China Equity House

IFR Asia Awards 2013
2 min read
Asia
Fiona Lau

While many banks won roles in huge syndicates on Chinese IPOs, only Goldman Sachs managed to secure leading roles on every important deal of the year.

PICC Group started the trend for big syndicates in November 2012, when it hired 17 bookrunners for its US$3.6bn Hong Kong IPO, but the 21 bookrunners on the US$1.1bn listing of Chinese brokerage China Galaxy Securities in March 2013 rewrote the record. Despite the intense competition, Goldman hung on to lead roles on both the Galaxy and PICC listings, bringing in key cornerstone investors amid weak market sentiment towards China.

AIG became a cornerstone investor for PICC’s IPO with a US$500m commitment, thanks to Goldman. The bank also secured AIA and Khazanah Nasional as cornerstones for Galaxy Securities’ offer, investing US$50m and US$100m, respectively.
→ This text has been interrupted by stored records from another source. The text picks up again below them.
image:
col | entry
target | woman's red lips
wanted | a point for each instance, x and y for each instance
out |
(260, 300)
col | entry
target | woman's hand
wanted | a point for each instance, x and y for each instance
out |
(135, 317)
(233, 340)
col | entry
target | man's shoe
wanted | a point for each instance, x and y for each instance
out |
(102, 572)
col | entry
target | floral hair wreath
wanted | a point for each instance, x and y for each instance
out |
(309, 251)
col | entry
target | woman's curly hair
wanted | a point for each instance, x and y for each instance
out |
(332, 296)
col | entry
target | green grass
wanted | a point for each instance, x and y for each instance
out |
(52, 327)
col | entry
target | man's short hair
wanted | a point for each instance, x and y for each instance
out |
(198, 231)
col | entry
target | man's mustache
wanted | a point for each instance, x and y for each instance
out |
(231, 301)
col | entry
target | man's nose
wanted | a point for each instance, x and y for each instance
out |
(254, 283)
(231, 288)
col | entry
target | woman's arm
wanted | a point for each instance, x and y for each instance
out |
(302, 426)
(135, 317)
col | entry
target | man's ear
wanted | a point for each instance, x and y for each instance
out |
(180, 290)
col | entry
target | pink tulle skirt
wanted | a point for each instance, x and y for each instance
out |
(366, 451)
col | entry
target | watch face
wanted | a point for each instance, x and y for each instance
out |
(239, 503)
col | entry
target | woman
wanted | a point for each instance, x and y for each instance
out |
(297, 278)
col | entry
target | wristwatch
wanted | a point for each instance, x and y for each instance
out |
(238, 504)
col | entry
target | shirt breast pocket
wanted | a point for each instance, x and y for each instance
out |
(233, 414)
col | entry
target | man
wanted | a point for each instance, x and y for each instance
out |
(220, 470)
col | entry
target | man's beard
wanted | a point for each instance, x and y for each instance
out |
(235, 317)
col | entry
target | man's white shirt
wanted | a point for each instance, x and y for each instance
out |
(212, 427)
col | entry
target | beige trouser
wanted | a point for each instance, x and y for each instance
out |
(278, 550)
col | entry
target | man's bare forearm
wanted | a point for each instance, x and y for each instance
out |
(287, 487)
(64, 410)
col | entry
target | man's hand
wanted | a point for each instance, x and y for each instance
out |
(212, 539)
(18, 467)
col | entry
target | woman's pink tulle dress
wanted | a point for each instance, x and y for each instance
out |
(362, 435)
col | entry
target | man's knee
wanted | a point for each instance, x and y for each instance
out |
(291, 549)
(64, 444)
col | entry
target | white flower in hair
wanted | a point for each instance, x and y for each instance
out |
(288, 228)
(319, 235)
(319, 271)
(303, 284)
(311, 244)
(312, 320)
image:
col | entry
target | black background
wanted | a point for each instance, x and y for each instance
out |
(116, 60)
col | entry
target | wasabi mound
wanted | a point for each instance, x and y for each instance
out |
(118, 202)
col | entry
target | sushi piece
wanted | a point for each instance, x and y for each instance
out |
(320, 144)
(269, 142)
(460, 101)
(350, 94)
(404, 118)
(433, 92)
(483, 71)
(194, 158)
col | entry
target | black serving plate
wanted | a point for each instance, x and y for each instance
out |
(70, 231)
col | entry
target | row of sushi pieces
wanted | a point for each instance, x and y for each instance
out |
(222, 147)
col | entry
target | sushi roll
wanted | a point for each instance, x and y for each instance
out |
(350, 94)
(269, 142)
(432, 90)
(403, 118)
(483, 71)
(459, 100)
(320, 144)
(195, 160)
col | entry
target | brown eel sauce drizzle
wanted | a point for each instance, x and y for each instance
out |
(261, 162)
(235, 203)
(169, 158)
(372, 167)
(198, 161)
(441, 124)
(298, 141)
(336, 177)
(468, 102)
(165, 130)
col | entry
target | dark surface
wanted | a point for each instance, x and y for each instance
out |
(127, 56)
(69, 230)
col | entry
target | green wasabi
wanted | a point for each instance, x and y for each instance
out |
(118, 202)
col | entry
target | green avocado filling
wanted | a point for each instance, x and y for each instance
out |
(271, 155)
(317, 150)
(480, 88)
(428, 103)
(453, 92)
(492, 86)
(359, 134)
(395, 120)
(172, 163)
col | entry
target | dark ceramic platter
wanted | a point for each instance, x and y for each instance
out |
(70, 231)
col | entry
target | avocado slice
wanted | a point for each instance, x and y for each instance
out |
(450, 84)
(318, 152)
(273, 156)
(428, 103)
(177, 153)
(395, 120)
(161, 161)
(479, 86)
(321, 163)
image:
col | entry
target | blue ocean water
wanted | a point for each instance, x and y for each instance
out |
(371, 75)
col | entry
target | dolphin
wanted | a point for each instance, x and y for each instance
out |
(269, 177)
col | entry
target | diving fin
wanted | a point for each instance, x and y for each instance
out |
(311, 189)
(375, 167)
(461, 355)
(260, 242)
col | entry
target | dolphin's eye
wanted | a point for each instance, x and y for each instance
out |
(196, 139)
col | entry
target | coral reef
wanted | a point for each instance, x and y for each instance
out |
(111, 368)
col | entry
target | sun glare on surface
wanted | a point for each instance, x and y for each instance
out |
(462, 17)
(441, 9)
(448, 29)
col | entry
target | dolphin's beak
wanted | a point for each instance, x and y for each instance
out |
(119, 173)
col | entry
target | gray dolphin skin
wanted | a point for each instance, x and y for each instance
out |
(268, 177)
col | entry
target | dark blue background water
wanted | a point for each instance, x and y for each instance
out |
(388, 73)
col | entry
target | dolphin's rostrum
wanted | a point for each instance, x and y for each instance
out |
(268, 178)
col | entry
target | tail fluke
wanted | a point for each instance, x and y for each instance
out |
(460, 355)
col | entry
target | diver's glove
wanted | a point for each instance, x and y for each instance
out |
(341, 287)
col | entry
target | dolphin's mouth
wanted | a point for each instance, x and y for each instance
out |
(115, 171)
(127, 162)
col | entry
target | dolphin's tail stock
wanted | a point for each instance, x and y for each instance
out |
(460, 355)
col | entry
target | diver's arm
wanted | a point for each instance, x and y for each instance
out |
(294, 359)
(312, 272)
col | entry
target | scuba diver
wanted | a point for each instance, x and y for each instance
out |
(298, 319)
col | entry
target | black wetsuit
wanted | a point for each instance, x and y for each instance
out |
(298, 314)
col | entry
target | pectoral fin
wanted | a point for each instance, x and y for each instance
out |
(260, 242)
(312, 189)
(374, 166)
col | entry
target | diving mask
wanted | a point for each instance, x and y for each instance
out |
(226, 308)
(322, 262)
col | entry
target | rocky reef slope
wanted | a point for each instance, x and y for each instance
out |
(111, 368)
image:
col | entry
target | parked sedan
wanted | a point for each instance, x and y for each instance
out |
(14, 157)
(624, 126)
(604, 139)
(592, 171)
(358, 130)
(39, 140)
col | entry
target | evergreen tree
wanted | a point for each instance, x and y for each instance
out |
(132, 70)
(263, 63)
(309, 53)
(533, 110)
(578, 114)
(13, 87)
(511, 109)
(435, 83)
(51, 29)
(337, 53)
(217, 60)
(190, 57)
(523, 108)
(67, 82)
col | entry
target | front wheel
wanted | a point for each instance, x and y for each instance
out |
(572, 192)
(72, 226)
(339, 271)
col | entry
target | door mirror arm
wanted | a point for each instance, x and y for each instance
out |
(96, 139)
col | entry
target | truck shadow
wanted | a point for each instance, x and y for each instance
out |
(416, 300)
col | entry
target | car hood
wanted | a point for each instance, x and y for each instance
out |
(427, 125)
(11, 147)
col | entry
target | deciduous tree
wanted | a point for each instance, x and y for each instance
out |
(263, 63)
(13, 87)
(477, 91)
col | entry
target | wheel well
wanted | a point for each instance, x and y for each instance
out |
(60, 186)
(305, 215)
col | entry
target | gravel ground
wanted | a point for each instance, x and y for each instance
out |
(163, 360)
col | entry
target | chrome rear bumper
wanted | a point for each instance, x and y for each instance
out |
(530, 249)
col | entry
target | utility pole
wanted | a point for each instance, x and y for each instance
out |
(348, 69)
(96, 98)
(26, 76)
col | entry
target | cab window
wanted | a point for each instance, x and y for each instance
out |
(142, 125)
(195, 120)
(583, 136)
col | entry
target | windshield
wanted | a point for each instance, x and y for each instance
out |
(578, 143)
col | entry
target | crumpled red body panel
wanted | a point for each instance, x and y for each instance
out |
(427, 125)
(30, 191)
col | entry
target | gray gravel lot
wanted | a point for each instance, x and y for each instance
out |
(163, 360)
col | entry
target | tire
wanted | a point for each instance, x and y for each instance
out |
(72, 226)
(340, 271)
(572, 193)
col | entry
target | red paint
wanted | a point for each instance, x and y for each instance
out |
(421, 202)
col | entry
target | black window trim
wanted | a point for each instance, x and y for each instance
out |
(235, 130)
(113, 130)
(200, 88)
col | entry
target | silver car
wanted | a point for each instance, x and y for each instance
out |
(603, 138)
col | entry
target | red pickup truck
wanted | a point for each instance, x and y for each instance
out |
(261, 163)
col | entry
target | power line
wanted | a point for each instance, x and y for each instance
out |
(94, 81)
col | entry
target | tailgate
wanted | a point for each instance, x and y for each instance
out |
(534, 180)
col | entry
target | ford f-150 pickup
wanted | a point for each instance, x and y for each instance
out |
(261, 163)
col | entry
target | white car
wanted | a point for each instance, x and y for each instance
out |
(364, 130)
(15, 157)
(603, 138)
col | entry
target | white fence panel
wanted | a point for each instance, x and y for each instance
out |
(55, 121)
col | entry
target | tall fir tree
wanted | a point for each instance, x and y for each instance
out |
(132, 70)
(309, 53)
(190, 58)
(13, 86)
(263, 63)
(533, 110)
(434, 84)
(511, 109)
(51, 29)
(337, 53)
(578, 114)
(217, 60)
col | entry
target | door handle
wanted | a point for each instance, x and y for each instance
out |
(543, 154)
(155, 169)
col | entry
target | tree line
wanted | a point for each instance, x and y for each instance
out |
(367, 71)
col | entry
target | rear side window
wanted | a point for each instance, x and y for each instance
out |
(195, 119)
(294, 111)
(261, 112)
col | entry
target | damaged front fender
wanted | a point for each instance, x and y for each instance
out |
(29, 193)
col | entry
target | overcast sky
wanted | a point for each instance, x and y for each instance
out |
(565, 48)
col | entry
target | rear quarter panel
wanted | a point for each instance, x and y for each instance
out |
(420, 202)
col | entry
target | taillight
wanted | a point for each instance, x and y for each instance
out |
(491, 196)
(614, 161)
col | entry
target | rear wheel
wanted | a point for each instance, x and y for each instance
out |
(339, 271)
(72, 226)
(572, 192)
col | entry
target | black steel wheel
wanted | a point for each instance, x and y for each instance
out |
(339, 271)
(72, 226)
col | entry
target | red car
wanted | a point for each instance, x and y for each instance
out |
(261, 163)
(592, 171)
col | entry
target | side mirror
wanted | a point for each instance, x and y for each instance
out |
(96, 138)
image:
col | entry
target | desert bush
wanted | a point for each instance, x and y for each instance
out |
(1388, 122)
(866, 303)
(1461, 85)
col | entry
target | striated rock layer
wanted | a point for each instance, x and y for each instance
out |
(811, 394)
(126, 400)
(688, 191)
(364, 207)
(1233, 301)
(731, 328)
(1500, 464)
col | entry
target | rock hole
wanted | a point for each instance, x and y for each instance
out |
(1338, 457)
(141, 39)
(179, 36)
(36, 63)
The inclusion of world-class cornerstone investors also helped boost investor confidence in the deals, especially in a year when PRC corporations and private wealth management accounts bought most Chinese IPOs. The story was similar with Sinopec Engineering’s US$1.8bn and Huishan Dairy’s US$1.5bn Hong Kong IPOs. Goldman was a joint global co-ordinator on both.

Goldman’s leading role on every big IPO also put the bank on top in IFR’s China equity and equity-linked league table in the 12 months through mid-November.

The bank raised US$7bn for Chinese issuers through 24 deals, 33% more than the second-placed institution.

The US$3.1bn H-share private placement in February for Sinopec provided another example of the execution and distribution abilities that made Goldman a top choice for many important Chinese issuers.

Having led eight transactions for Sinopec since 2007, the oil giant was comfortable with the decision to let the bank solely complete the jumbo placement in February 2013 in the largest sole bookrun follow-on offering out of Asia ex-Japan.

The A-share IPO market was closed throughout the review period, but Goldman, through its China joint-venture Goldman Sachs Gao Hua Securities, scored some success with follow-on offerings, helping clients access much-needed capital, despite a difficult regulatory backdrop.

Its mandates included the Rmb23.7bn (US$3.9bn) private placement for Industrial Bank, while it was also the only foreign bank to work on both tranches of China Merchants Bank’s US$5.5bn A- and H-share rights issues.

Goldman also helped reopen the US market for Chinese stocks in March with a US$199m follow-on offering in online retailer VIPshop.com. It was the first US follow-on from China since 2011.